In Defense of Ring Around a Roses
Brief History: First, let’s get one thing straight - this isn’t about the bubonic plague. I know the whole of the internet wants to fight me on this and I even let people think it is because I’ve been told I sound like an insistent snob when I argue about it. For the sake of this blog, I’ll be stating the facts as I know them. But also, just to be honest I thought this Mother Goose rhyme was about the Black Plague for a long time. First of all, the Black Death was most prominent in the 14th Century and then popped up around Europe in large patches every 20 to 40 years until the 1600s. The earliest versions of “Ring Around the Roses” can only be traced to the late 1700s and that’s German version which seems very different in meaning. That doesn’t mean that it isn’t about a disease, but most historians think cholera or scarlet fever would be more likely. Other theories include it being about fairy rings, old pagan well-wishes (although this falls into that timing problem again), and simply being a children’s game full of superstitious phrases meant to bring good luck.

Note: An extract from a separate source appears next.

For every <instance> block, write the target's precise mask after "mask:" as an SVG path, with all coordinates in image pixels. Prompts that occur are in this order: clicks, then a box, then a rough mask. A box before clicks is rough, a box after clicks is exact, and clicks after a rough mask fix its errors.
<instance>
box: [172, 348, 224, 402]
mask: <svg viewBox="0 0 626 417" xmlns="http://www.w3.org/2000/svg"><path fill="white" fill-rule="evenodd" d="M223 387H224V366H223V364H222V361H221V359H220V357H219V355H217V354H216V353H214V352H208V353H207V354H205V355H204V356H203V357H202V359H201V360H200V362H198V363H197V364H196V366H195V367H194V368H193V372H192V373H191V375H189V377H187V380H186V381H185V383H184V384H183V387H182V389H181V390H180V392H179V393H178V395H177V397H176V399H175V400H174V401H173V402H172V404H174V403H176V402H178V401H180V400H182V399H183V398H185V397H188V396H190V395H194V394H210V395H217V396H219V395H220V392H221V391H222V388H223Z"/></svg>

Analysis: In keeping with the disease them, people really didn’t start that theory until after WWI. But it makes sense with modern versions, but again, still can’t be the Black Plague. “Ring around a roses” was rumored to be what patterns the Black Death left on the body. The Bubonic plague didn’t cause rashes like people think, it causes horrible, puss filled growths in key areas of the body. This would be more logical with other diseases, specifically scarlet fever. By the Nineteenth Century, doctors still believed good smells could ward off sickness, hence the posies, and “all fall down” you know. However, earliest versions had nothing to do with the dark sounds of ashes and falling. They were about rose trees and squatting and being the first to win the game.
Blame it on the Spanish Flu: After Wold War I the world changed, not just from weapons and economic depression, but from the widespread and misnamed Spanish Flu. You can look up the Flu for yourself . It’s been in the media a lot lately. I suggest BioGraphics youtube channel’s take on it, which includes medical research as well as how it spread and effected society. By World War II, soldiers were mostly like haunted by the diseases of their predecessors and had sickness on the brain. What else did the they have on the brain? Anything they could think of which included old Mother Goose recitations. You have to keep your mind active in the down time and what better way than to speculate how the most common child rhyme could be a link the most famous disease in history?
Final Thoughts: Where’s the Covid 19 Nursery Rhyme, huh?